In etlichen Application Notes zu IGBTs findet man Bilder der Strom und Spannungsverläufe beim Abschalten von IGBTs und daraus errechnet die Verlustleistung. Hier finden sich z.B. solche Kurven in Figure 7-9 auf Seite 4: http://www.irf.com/technical-info/whitepaper/apec03nptigbt.pdf Ich wollte das ganze mal nachmessen, allerdings sehen meine Kurven leicht anders aus als die aus den AppNotes. Der prinzipielle Aufbau: Der IGBT/Mosfet wird über einen kräftigen Mosfet Treiber über 10 Ohm am Gate mit etwa +13V / -2V versorgt. Emitter/Source ist mein Massepotential vom Oszilloskop und der restlichen Schaltung um eine Beeinflussung der Strommessung durch den Gatestrom zu vermeiden. Die Strommessung geschieht über einen 33mOhm Shunt im TO-247 Gehäuse. Dieser liegt zwischen dem negativen Pol einer potentialfreien Spannungsquelle, die durch mehrere 68µF Elkos und einen 1µF Folienkondensator gepuffert wird und Masse. Zwischen Drain und positiver Betriebsspannung liegt eine Spule (kleiner Ringkern mit etwa 100µH), und parallel dazu eine schnelle Diode (HFA25PB60) die die Energie der Spule nach dem Abschalten verheizen darf. Nun wird der IGBT/Mosfet eingeschaltet und der Strom gemessen. Sobald dieser über einen bestimmten Wert geht, wird abgeschaltet. Dabei wird die Drain/Collector - Source/Emitter Spannung und der Source/Emitterstrom gemessen. Im ganzen sieht der Strom/Spannungsverlauf so aus wie im Anhang (rot: Kanal 1: Spannung, grün: Kanal 2: Strom). Dunkelgrün bzw. Dunkelrot gestrichelt sind jeweils die Nulllinien eingezeichnet. Der Ringkern beginnt etwas in die Sättigung zu gehen, aber das dürfte keinen Einfluss haben, da die Spule nur als zeitabhängige Stromquelle missbraucht wird.
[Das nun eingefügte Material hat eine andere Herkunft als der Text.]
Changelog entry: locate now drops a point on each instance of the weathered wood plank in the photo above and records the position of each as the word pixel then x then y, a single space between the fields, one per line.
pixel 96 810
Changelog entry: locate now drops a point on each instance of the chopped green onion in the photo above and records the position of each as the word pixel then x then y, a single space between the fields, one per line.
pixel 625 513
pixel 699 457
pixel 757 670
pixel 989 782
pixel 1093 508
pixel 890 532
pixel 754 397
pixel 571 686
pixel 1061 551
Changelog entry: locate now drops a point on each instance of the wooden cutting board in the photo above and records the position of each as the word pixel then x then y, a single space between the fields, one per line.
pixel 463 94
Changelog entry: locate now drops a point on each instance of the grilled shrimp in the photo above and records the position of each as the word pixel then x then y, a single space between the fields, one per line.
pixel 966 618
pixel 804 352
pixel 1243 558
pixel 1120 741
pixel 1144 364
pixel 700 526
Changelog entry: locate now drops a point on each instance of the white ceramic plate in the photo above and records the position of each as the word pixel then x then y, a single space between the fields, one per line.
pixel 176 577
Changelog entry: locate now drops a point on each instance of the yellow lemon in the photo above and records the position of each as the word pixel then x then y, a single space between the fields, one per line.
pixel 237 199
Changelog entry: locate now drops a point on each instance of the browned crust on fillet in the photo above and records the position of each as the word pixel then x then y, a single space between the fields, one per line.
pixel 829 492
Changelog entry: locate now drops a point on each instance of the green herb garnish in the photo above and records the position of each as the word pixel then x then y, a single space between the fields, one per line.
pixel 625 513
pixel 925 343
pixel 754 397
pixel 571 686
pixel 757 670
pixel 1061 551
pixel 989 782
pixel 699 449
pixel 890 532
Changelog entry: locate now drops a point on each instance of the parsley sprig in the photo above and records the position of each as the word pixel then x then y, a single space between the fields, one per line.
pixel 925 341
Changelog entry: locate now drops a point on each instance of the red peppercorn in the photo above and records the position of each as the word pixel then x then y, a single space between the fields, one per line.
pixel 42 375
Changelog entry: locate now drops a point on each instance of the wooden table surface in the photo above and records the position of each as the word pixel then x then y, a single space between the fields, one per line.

Wenn man den Abschaltzeitpunkt allerdings vergrößert betrachtet und mit dem im Datenblatt vergleicht, dann sieht die Kurve doch ziemlich unterschiedlich aus. Der Verlauf der Spannung ist vergleichbar mit der Kurve aus dem Datenblatt, auch wenn die Spitze bei mir sehr viel größer ist. Was mich allerdings stört, ist die negative Spitze beim Strom: Bei rund 18mV/A -> 5,5A/div komme ich auf einen Strom von fast -30A. Jetzt rätsel ich schon die ganze Zeit, wieso der Strom negativ wird, und vor allem, wie ich die Spitze weg bekomme. Meine Vermutung: Durch die Spannungsspitze wird Energie in den parasitären Kapazitäten in der Diode oder im IGBT/Mosfet gespeichert. Diese wandert anschließend zurück in die Spule bzw. andere parasitäre Induktivitäten, wodurch der negative Strom zustande kommt. Der Strom/Spannungsverlauf erinnert nämlich stark an den Verlauf bei einer Horizontalendstufe in einem TV.
Eigentlich hätte ich erwartet, dass der IGBT einen flacheren Verlauf der Strom/Spannungskurve zeigt, da dieser langsamer schaltet als ein Mosfet. Aber irgendwie ist es genau umgekehrt. Dies bestätigt aber meine Theorie, dass es sich um parasitäre Kapazitäten handelt. Jetzt allerdings die Frage: Wieso haben die Kurven in obigem Datenblatt dieses Problem nicht?
frage 1: wieso ist Strom beim Einschalten nicht linear? Frage 2: Tastkopf ch2 an neg. Versorgung? dann sollte doch I negativ sein bei on, oder invertiert dargestellt?
faraday wrote: > frage 1: wieso ist Strom beim Einschalten nicht linear? Weil die Spule etwas in die Sättigung kommt. > Frage 2: Tastkopf ch2 an neg. Versorgung? dann sollte doch I negativ > sein bei on, oder invertiert dargestellt? Ja, ist invertiert.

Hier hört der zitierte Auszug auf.